Final Word from Tuesday, May 14, 2019
The dream of every money manager or company owner is to "privatize the profits and socialize the losses." The financial crisis of 2008 might have brought the world to the brink of economic collapse and caused hundreds of thousands of Americans to lose their homes, but it enriched a small group of people who profited handsomely from Congress's bailout program. Often, they were the same bankers or insurers who had helped to bring on the crisis. Nobody likes to talk about it much, but the European Union has a similar self-enrichment mechanism. It's not "privatize the profits and socialize the losses," but rather "privatize the proceeds and socialize the contributions." Sure, the CR received a net Kč 741bn from the EU through the end of 2018, but the people who received the Kč 1.31 trillion in payments usually weren't the same ones who made the Kč 565bn in contributions. ANO's EU campaign platform now calls for allowing member states to decide how EU money is spent.

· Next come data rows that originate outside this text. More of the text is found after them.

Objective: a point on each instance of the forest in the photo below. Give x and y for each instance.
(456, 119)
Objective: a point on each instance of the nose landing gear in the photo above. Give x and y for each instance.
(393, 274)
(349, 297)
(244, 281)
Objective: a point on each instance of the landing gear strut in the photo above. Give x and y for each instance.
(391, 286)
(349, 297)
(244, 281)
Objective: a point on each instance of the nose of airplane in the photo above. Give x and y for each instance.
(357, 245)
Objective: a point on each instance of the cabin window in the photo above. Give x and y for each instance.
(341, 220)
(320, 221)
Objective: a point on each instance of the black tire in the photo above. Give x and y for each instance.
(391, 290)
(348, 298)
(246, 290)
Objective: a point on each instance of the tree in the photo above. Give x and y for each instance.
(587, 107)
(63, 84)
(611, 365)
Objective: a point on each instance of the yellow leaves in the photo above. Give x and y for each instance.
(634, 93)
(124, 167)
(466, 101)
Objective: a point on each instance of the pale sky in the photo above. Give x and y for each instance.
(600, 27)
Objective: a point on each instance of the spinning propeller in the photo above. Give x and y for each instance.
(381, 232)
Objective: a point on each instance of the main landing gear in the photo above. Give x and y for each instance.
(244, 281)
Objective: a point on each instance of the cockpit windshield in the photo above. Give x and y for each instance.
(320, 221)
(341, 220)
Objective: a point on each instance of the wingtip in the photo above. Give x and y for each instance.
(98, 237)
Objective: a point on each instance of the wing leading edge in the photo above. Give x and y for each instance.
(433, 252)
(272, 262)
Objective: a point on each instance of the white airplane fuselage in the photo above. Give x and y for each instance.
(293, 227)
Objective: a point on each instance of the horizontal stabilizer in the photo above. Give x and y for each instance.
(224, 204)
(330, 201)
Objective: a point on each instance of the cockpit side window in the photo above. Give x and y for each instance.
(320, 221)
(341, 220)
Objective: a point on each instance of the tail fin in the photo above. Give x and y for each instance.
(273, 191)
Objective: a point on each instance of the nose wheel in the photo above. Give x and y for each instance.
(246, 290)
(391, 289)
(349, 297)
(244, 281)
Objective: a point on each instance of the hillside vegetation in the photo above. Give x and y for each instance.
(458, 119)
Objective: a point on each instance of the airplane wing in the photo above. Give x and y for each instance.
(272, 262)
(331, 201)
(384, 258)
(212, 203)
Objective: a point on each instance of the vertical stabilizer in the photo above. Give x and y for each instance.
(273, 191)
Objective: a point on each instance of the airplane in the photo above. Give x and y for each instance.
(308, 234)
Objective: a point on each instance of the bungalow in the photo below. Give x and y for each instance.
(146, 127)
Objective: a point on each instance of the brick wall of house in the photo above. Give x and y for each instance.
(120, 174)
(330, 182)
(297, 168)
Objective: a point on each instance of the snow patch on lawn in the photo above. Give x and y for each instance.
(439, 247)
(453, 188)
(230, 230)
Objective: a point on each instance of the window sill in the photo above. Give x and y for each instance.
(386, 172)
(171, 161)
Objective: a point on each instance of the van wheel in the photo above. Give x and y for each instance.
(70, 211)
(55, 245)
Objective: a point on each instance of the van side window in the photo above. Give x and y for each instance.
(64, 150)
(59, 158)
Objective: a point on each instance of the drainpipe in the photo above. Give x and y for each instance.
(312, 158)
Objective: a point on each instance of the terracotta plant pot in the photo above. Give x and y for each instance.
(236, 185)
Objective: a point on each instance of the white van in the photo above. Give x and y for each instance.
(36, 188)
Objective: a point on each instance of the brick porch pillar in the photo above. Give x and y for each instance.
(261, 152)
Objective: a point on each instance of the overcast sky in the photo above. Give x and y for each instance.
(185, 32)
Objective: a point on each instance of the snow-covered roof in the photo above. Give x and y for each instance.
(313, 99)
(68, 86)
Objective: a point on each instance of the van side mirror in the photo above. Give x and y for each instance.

Only PM Andrej Babiš knows whether this is in reality an effort to narrow the group of those who privatize the proceeds. [ Czech Republic socialization United States ]
Glossary of difficult words
proceeds - money obtained from an event or activity;
brink - a point at which something, typically something unwelcome, is about to happen; the verge;
to narrow - to become or make more limited in extent or scope.